Molecular interaction, pathway and differential expression analyses of osa-miR397a/b, osa-miR398b, osa-miR408-5p and osa-miR528-5p between control and drought stress in the leaf tissue of different rice varieties. a This diagram shows, in the leaf of drought-tolerant rice varieties, drought suppresses the expression of these miRNAs, which in turn may collectively induce their previously validated copper-containing proteins. The opposite regulation happens in the leaf of drought-susceptible rice variety based on our Illumina sequencing data. b Normalized fold change (2-∆∆Ct) of four real time PCR validated genes with U6 snRNA as reference gene. Mean of triplicates of the normalized fold change of a qPCR validated gene is represented by a bar while the standard deviation of the triplicates is represented by an error bar. c Illumina sequencing data. Expression of control and drought stress was normalized on the basis of 1 M reads. Instead of |log2 fold change|, the normalized fold change is shown here for comparison with qPCR results

We also found a non-conserved miRNA, osa-miR528-5p [miRBase:MIMAT0002884] that showed opposite differential expression pattern between tolerant and susceptible rice varieties. In leaf tissues, it was down-regulated in drought-tolerant rice varieties but up-regulated in drought-susceptible rice variety. However, the up-regulation of osa-miR528-5p is only 1.23 in log2 fold change. We also noticed that the expression level of osa-miR528-5p was significantly higher in the drought-tolerant rice varieties than the drought-susceptible rice variety under control condition. Besides targeting plastocyanin-like domain containing proteins, osa-miR528-5p, similar with osa-miR398b, is also involved in antioxidant defence by targeting ascorbate oxidase (Os06g37150) [28, 60, 61] (Fig. 3a). In maize, peroxidase (POD) is a predicted target of miR528. Wei et al. [63] reported that miR528 was down-regulated by drought in maize seedlings. RT-PCR analysis confirmed the inverse correlation of differential expression between miR528 and POD [63]. The up-regulation of POD would promote the removal of excessive H2O2 and alleviate the injury caused by ROS [52]. Due to the above function miR528-5p has been implicated in stress modulation both in biotic and abiotic stresses. It has been involved in both bacterial and fungal stress response where in a recent study involving Bipolaris sorokiniana, miR528-5p was highly induced in response to the fungal attack in both resistant and susceptible wheat cultivars [64] which contrast against the variety-specific expression observed under drought stress in our report.
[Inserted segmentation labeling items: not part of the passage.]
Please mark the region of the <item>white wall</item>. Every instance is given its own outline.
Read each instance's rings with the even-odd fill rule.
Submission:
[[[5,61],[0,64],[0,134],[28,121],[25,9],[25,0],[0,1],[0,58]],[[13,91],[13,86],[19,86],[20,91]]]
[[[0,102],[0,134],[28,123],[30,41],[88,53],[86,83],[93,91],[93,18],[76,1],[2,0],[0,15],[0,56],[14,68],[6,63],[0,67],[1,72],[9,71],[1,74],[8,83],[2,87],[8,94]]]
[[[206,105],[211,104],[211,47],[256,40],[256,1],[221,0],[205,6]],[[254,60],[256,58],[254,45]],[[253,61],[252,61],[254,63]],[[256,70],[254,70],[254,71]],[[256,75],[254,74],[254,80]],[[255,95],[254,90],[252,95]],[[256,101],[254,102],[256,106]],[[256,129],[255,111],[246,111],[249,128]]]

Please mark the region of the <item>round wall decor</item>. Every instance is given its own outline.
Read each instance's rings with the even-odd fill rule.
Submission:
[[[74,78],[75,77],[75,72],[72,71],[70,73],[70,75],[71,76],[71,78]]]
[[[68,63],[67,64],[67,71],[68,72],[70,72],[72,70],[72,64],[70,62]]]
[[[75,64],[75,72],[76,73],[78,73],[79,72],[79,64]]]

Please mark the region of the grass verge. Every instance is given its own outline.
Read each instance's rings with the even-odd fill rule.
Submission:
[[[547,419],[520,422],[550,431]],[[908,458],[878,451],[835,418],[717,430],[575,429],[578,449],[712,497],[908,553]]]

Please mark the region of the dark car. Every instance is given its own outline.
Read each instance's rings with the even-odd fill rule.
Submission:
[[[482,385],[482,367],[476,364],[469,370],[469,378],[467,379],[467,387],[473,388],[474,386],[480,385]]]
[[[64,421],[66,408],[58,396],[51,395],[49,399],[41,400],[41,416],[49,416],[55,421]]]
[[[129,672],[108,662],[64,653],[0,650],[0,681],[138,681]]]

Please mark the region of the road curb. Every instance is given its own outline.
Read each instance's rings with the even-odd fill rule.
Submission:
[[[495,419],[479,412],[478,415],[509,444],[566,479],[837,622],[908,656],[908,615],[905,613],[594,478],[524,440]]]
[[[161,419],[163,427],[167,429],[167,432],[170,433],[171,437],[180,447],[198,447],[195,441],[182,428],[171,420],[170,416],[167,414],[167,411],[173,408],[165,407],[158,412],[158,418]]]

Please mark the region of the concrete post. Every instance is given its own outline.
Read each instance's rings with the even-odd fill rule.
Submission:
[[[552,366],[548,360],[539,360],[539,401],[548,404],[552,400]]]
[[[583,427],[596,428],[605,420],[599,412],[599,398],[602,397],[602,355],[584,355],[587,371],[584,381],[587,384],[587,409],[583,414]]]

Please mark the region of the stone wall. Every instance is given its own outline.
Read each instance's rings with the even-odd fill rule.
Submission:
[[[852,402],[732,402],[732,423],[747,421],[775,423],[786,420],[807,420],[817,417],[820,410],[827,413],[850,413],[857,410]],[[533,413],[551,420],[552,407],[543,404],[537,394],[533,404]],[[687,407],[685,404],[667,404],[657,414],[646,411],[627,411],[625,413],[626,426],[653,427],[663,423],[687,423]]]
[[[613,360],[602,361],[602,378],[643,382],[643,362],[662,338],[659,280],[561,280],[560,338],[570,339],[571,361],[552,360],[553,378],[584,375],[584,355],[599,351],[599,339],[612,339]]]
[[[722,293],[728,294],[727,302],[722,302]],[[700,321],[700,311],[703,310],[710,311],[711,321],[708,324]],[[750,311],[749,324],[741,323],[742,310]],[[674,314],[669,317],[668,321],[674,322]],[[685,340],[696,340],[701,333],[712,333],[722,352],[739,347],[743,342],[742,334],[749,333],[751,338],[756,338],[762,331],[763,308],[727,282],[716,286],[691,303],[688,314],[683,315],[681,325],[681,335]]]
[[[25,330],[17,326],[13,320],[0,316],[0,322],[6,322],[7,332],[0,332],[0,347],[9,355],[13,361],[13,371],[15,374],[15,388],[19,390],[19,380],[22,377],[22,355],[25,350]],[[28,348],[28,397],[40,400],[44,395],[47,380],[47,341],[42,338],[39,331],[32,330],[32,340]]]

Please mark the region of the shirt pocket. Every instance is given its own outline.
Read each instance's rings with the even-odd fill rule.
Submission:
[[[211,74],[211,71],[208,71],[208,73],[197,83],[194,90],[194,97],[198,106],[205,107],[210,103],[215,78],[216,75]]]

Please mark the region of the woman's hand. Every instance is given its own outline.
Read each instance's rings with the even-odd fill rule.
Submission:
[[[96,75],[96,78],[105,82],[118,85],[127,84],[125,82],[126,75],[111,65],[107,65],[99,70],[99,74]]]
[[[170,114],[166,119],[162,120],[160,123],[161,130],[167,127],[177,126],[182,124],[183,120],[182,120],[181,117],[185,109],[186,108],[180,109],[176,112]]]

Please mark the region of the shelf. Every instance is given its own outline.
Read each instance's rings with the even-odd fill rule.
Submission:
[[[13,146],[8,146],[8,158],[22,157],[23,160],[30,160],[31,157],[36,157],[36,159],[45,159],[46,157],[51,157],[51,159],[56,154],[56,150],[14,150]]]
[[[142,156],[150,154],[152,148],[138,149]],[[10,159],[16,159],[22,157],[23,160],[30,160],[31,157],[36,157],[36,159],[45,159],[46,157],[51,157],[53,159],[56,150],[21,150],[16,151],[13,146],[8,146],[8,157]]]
We managed to amplify osa-miR397a/b, osa-miR528-5p with real-time PCR analysis. This qPCR analysis has otherwise shown that osa-miR397a/b and osa-miR528-5p are up-regulated in Vandana leaf but are not differentially expressed in IR64 leaf under drought stress. Figure 3b shows the fold change in expression levels of the genes in both rice varieties. The qPCR data fails to corroborate our Illumina sequencing data which showed that osa-miR397a/b, osa-miR398b, osa-miR408-5p and osa-miR528-5p were down-regulated in Vandana and Aday Sel leaf but up-regulated in IR64 leaf under drought stress (Fig. 3c).
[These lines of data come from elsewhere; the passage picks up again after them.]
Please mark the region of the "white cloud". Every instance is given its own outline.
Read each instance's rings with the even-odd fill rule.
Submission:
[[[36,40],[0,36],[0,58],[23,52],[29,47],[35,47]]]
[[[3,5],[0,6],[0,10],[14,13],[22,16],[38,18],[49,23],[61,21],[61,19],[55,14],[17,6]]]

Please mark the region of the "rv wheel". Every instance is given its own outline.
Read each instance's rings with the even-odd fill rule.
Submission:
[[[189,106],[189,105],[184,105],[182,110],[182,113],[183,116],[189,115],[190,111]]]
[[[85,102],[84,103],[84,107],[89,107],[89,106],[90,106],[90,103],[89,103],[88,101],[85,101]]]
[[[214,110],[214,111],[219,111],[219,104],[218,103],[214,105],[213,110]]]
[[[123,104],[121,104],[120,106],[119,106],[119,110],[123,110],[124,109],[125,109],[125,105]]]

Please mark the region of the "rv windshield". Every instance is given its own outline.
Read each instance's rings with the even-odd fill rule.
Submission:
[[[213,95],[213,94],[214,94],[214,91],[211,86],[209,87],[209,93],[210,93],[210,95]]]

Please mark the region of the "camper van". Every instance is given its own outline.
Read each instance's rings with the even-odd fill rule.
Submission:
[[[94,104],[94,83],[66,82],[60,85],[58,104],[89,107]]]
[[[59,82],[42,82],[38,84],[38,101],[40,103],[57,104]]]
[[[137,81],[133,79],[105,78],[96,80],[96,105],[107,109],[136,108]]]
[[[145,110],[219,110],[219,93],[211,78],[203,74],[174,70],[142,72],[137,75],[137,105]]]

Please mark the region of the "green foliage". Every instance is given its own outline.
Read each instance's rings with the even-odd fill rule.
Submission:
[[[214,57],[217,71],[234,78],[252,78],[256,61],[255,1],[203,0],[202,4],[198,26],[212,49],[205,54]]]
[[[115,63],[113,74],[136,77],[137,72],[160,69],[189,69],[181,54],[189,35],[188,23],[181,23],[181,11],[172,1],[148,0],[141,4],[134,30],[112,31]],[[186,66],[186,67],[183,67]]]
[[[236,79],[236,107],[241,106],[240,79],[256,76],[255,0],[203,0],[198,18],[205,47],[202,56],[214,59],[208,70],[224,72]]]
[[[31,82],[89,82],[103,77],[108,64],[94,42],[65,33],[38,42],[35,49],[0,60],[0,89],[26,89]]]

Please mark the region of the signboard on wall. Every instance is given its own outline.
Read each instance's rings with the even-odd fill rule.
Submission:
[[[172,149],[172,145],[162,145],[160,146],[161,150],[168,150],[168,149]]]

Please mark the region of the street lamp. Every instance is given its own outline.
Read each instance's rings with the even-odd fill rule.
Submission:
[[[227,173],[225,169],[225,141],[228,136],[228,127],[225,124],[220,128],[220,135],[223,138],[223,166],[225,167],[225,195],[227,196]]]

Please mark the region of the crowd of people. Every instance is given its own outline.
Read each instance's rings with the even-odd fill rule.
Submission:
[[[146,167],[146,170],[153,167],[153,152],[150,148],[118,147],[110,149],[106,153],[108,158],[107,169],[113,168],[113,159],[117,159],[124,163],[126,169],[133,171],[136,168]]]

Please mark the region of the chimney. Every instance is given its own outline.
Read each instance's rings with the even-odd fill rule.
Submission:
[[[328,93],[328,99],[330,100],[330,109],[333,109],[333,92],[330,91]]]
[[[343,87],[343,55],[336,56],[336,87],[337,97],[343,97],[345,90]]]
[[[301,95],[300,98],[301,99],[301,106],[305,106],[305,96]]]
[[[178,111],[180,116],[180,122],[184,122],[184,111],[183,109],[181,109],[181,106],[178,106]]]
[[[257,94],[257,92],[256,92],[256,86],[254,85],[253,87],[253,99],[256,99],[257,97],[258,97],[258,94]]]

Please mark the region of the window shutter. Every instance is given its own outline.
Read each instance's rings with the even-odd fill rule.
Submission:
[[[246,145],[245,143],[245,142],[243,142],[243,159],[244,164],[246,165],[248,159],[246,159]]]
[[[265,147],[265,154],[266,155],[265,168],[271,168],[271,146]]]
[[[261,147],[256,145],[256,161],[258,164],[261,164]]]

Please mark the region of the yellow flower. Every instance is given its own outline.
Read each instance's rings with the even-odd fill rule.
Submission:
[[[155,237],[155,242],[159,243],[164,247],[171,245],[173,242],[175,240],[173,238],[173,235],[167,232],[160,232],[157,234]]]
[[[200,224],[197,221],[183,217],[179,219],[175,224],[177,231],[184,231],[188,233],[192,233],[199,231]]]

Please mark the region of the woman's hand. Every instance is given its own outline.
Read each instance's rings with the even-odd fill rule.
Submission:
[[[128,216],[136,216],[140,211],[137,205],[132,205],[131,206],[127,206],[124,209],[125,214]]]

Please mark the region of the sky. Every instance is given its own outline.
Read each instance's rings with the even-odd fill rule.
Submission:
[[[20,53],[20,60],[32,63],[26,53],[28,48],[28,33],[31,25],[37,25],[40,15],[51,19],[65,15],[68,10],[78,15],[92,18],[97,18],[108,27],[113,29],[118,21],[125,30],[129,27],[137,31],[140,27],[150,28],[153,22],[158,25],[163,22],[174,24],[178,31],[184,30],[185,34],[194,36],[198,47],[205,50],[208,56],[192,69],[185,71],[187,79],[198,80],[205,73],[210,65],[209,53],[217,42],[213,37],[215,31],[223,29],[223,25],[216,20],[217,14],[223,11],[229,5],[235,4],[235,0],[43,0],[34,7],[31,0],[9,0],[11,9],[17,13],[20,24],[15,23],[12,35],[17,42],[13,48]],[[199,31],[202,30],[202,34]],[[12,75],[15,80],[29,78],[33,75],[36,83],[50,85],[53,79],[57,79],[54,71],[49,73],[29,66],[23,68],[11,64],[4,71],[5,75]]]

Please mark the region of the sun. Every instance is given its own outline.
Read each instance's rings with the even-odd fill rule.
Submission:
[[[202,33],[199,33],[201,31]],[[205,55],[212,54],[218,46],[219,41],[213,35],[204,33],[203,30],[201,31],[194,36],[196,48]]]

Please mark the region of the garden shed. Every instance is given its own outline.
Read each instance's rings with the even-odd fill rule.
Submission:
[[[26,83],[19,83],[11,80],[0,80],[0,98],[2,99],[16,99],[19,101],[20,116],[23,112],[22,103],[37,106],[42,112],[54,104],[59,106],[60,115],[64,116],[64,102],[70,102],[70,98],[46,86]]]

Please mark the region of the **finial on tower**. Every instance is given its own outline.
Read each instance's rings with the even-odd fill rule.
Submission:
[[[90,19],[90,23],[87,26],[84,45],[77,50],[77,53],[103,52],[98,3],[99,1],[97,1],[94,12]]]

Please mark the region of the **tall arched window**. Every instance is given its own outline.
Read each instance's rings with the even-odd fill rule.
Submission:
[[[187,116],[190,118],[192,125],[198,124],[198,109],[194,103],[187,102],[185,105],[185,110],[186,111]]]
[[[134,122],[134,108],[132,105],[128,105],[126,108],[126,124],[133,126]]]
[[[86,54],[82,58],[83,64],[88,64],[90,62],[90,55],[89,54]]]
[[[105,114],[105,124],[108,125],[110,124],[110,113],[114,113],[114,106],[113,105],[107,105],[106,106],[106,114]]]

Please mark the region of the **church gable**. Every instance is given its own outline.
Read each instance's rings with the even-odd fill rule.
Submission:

The main factor that may contribute to this disparity of results is the different plant samples used for Illumina sequencing and qPCR analysis. This is partly due to the considerable time taken for the bioinformatic analysis of the small RNA sequencing data before these genes are selected for qPCR analysis. Therefore, fresh plant tissues were re-sampled with another round of drought stress treatment in the greenhouse. Although the drought treatments were identical, the well-known dynamic (fluctuation) expression of miRNAs when exposed to different durations of environmental stresses [65] is likely to be the factor that compromises the result’s consistency. For example, in contrary to our sequencing data, the expression levels of osa-miR408 transcript were reported to decrease significantly in sensitive rice cultivars, whereas they remain elevated in the tolerant rice cultivars at different time points of dehydration stress (1, 3 and 6 h) [58]. This is especially true as, in our greenhouse drought stress treatment, the time by which rice tissues are sampled is not specific enough as far as observation of leaf rolling is concerned.
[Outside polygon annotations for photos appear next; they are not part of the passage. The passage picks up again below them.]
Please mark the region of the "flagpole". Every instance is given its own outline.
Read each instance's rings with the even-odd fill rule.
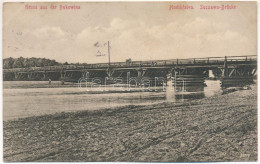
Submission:
[[[110,67],[110,46],[109,46],[109,41],[108,41],[108,44],[107,44],[107,46],[108,46],[108,68]]]

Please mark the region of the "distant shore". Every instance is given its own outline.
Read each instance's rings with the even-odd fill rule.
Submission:
[[[256,161],[257,86],[192,100],[4,122],[4,161]]]

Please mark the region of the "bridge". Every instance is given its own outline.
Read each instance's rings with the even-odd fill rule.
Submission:
[[[251,83],[257,72],[257,55],[13,68],[3,69],[3,79],[78,82],[86,78],[102,84],[106,80],[127,83],[131,79],[138,85],[147,81],[150,85],[162,85],[172,79],[175,85],[203,85],[209,71],[223,85]]]

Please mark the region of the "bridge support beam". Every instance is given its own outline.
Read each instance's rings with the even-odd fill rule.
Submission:
[[[205,68],[174,68],[172,70],[173,86],[205,86]]]

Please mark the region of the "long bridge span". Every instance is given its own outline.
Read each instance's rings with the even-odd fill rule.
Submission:
[[[176,85],[202,85],[211,71],[222,84],[251,83],[257,73],[257,55],[188,58],[172,60],[126,61],[86,65],[60,65],[30,68],[3,69],[4,81],[18,80],[60,80],[78,82],[82,78],[99,79],[104,83],[121,80],[127,83],[131,77],[135,83],[156,84],[156,78],[163,79],[157,85],[172,79]]]

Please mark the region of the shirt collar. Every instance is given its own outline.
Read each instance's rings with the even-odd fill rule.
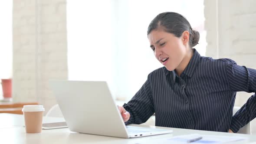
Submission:
[[[193,49],[194,50],[194,54],[188,64],[187,64],[187,65],[181,73],[181,74],[184,74],[190,78],[191,78],[194,74],[195,70],[196,69],[197,66],[200,61],[200,58],[201,57],[201,56],[196,49]]]
[[[191,77],[194,73],[194,71],[196,69],[196,67],[197,65],[197,64],[199,62],[200,60],[200,57],[201,56],[197,52],[197,50],[195,49],[193,49],[194,51],[194,54],[193,56],[191,58],[190,61],[188,63],[188,64],[183,71],[182,72],[182,74],[183,74],[188,76],[189,77]],[[168,71],[169,72],[171,72],[171,76],[172,77],[172,79],[173,81],[173,83],[174,83],[175,82],[175,79],[176,78],[176,75],[177,76],[177,75],[176,74],[176,72],[174,70],[171,72],[170,72],[167,70],[167,69],[165,69],[167,71]],[[166,75],[167,75],[167,73],[169,73],[167,72],[165,72]]]

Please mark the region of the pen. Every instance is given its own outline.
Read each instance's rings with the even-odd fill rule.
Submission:
[[[191,143],[192,142],[200,140],[202,138],[203,138],[203,137],[197,137],[196,138],[192,139],[191,140],[187,140],[187,143]]]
Ascorbate oxidase (Os06g37150), one of the targets of osa-miR528 has also been amplified in our qPCR analysis. Our results show the negative correlation between these two genes in the Vandana leaf sample. However, in IR64 leaf sample, even when osa-miR528-5p is not differentially expressed, ascorbate oxidase is increasingly expressed under drought stress.

Even with the contrasting differential expression patterns observed among Illumina sequencing data, qPCR and previous report [58], for osa-miR397a/b, osa-miR398b, osa-miR408-5p and osa-miR528-5p, each result still points to the opposite, and perhaps functionally significant, expression profiles of these genes between the drought-tolerant and drought-susceptible rice varieties. More insights on the importance of these miRNAs in the regulation of rice drought response will possibly derived after further expression analyses (time course) is carried out on them in the rice varieties with different levels of drought tolerance.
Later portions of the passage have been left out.